Although the Green Paper is a Westminster government consultation on English HE, the implications for the devolved administrations mount up rapidly. For the wonk based in Edinburgh, Cardiff or Belfast this is not a consultation to be treated as a foreign curiosity.
This article is more than 8 years old

David Kernohan is Deputy Editor of Wonkhe

Although the Green Paper is a Westminster government consultation on English HE, the implications for the devolved administrations mount up rapidly. For the wonk based in Edinburgh, Cardiff or Belfast this is not a consultation to be treated as a foreign curiosity and many will be contemplating formal responses at an institutional or national level.

The shortest section, on research, presents the most issues. Research councils make awards UK wide, and the REF informs dual funding allocations across all four national funding councils. To radically change either or both these without agreement across them all is nearly impossible – and the paper makes it clear that this section is a UK-wide consultation.

The other sections are as specifically English as drinking a warm beer in the morning mist whilst cycling through old maids – but take care, because UK-wide implications abound. For instance, institutions will all want to increase fees by inflation – indeed, many have already queried why the fee cap has not already been increased by what amounts to a “cost of living” each year. Even in Osborne’s great slump, the fact that this hasn’t happened amounts to a real terms funding cut. So there will be huge pressure on other funding councils to match this increase – and the fact the that the first iteration of TEF is based on the (UK) Higher Education Review makes for a compelling argument to match the entire policy.

Beyond year one of TEF things start to break down.
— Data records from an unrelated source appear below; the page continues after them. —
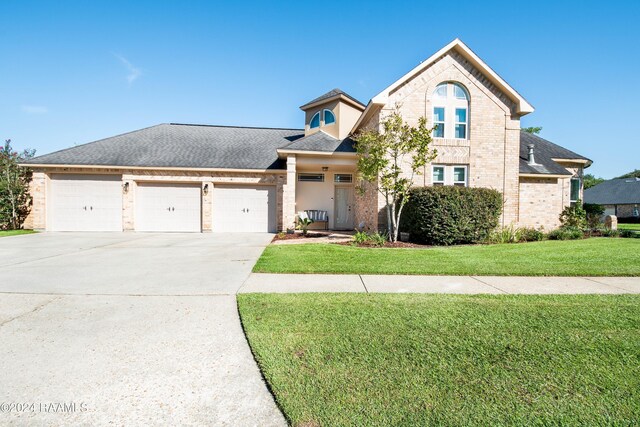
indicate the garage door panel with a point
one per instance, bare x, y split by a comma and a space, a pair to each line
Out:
168, 207
244, 209
86, 203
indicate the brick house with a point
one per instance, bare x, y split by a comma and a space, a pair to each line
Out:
178, 177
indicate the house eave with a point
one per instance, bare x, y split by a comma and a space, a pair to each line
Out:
160, 168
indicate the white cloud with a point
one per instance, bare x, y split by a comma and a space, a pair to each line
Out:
34, 109
134, 72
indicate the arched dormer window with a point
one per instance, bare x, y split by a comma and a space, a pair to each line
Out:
450, 111
315, 121
329, 117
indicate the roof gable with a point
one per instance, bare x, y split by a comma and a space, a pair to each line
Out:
522, 106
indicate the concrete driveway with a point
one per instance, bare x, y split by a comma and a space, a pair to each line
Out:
128, 328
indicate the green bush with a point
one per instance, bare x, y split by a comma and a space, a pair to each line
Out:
574, 216
629, 233
593, 214
566, 233
530, 234
448, 215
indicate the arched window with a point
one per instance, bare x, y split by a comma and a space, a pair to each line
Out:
315, 121
329, 117
450, 111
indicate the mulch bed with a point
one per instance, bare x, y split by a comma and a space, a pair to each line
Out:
297, 236
386, 245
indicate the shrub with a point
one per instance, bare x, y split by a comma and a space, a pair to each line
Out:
607, 232
448, 215
574, 216
530, 234
566, 233
379, 239
593, 214
361, 237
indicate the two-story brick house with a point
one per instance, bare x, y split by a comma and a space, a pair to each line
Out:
176, 177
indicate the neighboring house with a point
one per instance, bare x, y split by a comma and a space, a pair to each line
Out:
620, 197
178, 177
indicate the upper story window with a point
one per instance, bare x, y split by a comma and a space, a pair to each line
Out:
329, 117
450, 111
315, 121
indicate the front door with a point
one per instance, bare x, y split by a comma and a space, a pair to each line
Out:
343, 208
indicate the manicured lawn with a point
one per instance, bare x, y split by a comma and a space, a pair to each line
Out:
382, 359
589, 257
635, 227
15, 232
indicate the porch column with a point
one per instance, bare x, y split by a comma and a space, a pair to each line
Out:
289, 195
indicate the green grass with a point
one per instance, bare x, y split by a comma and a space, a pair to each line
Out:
8, 233
634, 227
590, 257
409, 360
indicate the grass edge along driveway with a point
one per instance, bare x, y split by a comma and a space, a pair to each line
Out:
383, 359
589, 257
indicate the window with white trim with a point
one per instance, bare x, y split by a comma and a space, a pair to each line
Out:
449, 175
450, 111
329, 117
343, 178
315, 121
311, 177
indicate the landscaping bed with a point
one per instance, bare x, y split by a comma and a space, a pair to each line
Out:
587, 257
344, 359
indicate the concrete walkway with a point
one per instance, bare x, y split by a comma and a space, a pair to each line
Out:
296, 283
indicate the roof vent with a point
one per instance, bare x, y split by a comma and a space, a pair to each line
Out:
531, 157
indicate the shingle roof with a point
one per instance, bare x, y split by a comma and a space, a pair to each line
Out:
619, 191
544, 152
182, 145
321, 141
331, 94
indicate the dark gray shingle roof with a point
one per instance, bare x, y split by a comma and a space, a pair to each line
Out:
180, 145
331, 94
321, 141
619, 191
544, 152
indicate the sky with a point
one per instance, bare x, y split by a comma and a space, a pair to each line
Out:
72, 72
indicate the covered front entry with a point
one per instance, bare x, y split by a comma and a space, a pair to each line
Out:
168, 207
242, 208
85, 202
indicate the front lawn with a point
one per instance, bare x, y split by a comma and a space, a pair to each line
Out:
7, 233
634, 227
589, 257
382, 359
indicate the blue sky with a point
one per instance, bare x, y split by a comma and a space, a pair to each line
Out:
76, 71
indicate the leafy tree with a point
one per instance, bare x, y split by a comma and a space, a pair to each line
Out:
634, 174
382, 156
15, 200
589, 181
533, 130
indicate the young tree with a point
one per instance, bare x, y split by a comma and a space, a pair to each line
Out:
382, 155
589, 180
15, 200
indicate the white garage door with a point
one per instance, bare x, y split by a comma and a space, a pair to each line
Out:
86, 203
244, 209
167, 207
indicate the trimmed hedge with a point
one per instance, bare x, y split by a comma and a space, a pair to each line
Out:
448, 215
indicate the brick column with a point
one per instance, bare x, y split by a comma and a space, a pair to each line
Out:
128, 203
289, 195
37, 218
207, 206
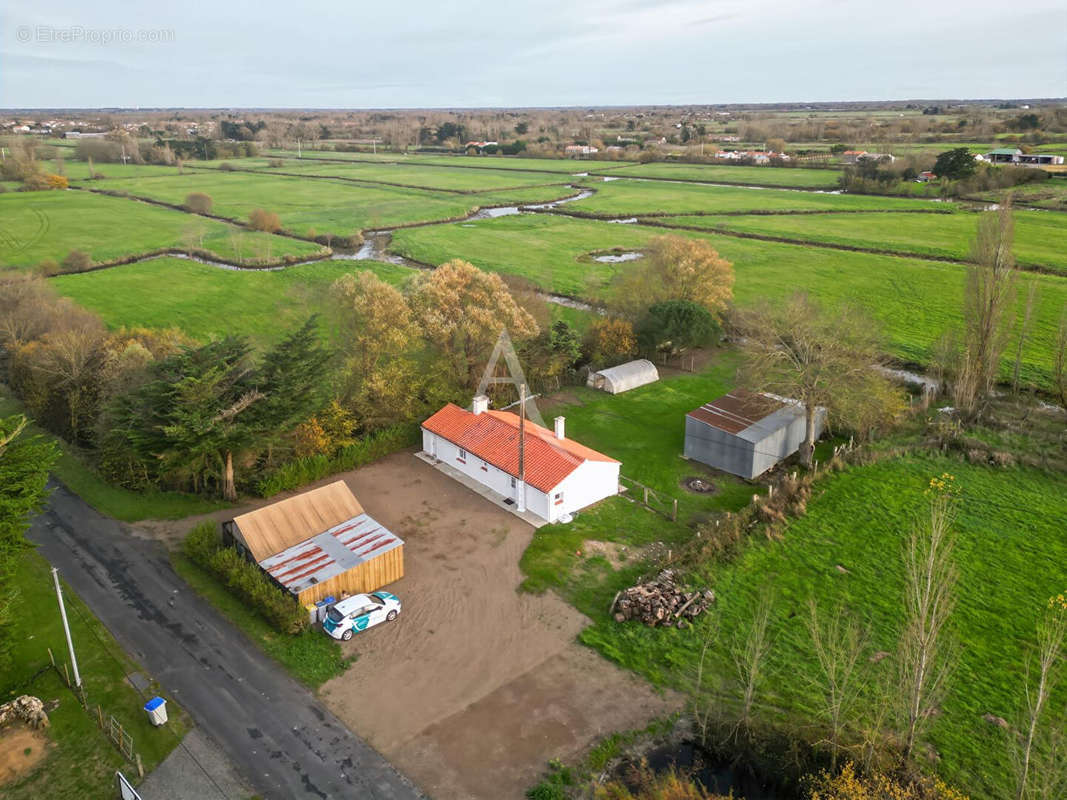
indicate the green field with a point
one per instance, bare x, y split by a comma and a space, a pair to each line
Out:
420, 175
207, 301
337, 207
799, 177
1010, 556
488, 162
82, 761
1039, 237
633, 197
914, 300
40, 225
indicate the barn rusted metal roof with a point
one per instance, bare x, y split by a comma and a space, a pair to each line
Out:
493, 436
280, 525
330, 554
737, 411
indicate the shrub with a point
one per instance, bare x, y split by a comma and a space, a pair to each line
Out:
198, 203
77, 260
268, 221
309, 468
244, 579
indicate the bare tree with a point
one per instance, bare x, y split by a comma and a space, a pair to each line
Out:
838, 642
750, 657
1060, 358
1051, 632
1028, 318
926, 656
818, 358
988, 301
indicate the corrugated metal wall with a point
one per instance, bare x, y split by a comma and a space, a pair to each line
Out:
718, 448
366, 577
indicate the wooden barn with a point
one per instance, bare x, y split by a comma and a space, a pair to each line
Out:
319, 543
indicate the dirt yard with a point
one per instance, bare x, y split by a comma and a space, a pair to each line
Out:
21, 749
476, 686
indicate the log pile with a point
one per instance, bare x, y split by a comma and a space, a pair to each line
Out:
662, 603
25, 708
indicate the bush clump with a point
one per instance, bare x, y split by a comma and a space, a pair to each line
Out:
309, 468
244, 579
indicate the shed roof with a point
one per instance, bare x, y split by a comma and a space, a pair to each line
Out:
747, 415
330, 553
631, 374
273, 528
493, 436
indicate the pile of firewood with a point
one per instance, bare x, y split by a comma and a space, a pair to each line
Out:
25, 708
662, 602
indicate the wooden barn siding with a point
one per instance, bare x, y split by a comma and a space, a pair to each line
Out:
366, 577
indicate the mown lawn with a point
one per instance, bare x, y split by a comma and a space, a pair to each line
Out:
1010, 554
916, 301
207, 301
1038, 236
81, 762
122, 504
798, 177
317, 207
635, 197
313, 657
40, 225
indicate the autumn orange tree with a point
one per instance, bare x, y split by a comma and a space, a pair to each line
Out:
678, 268
462, 310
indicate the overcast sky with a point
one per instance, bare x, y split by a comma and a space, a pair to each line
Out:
365, 53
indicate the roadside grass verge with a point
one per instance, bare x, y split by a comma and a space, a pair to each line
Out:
914, 300
264, 305
1010, 554
81, 762
1038, 236
121, 504
40, 225
312, 657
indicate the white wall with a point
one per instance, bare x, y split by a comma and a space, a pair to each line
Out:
592, 481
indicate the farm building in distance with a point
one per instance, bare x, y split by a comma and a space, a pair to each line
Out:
319, 543
560, 476
746, 433
624, 377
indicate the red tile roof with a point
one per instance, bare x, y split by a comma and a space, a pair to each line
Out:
493, 436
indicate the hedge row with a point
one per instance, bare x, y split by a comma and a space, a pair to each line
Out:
244, 579
302, 472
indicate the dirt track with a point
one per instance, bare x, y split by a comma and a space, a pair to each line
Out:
477, 685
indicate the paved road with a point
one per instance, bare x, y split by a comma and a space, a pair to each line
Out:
270, 726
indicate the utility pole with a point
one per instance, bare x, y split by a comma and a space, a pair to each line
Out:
522, 447
66, 627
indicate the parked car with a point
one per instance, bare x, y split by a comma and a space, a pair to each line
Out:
359, 612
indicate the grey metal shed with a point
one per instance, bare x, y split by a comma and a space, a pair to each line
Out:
747, 433
624, 377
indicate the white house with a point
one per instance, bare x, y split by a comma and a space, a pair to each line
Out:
560, 475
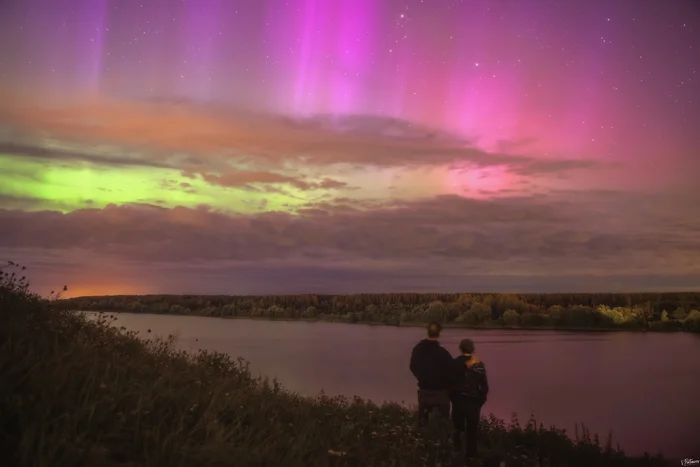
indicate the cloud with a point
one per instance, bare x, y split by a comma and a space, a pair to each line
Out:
221, 136
52, 155
246, 178
208, 193
519, 237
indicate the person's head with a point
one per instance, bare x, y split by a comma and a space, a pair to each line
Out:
434, 329
466, 346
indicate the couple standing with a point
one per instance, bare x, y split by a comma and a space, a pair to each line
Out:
443, 380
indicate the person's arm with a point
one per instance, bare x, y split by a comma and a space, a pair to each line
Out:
413, 366
484, 386
449, 368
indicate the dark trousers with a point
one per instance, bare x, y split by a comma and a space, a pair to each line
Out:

The massive bureaucratic load of the higher TEF levels may outweigh both reputational and financial benefits (the paper talks about “real terms” which doesn’t sound like a huge amount), so less institutions may want to make the case for their inclusion (even, perhaps, in England). But all will want to see fee increases in common with England, though the money may not be there in DELNI, SFC or the increasingly precarious-looking HEFCW. Devolved bodies may also be less committed to yet another doomed attempt to establish competition on price via a fees raise.

With HEFCE gone, at least in name, there may be an expectation for similar changes elsewhere. OFFA is England-only, but the quality assurance statutory functions are held by all four funding councils and vested in the QAA. Responses to this summer’s QA consultation are already in, but the green paper adds the expected steer that QA will use the same raw materials (in terms of metrics, at least) as TEF. Makes sense in England, but would Scotland, Wales or Northern Ireland want a QA system based on whatever the TEF becomes – especially with the ink barely dry on the first (and possibly only) batch of QAA Higher Education Reviews.

Thinking regionally however, it is notable that the “northern powerhouse” and “midlands engine” do not yet extend to HE – there is no real regionality to teaching or research plans despite obvious differences in social mobility, enterprise and employment levels around the country.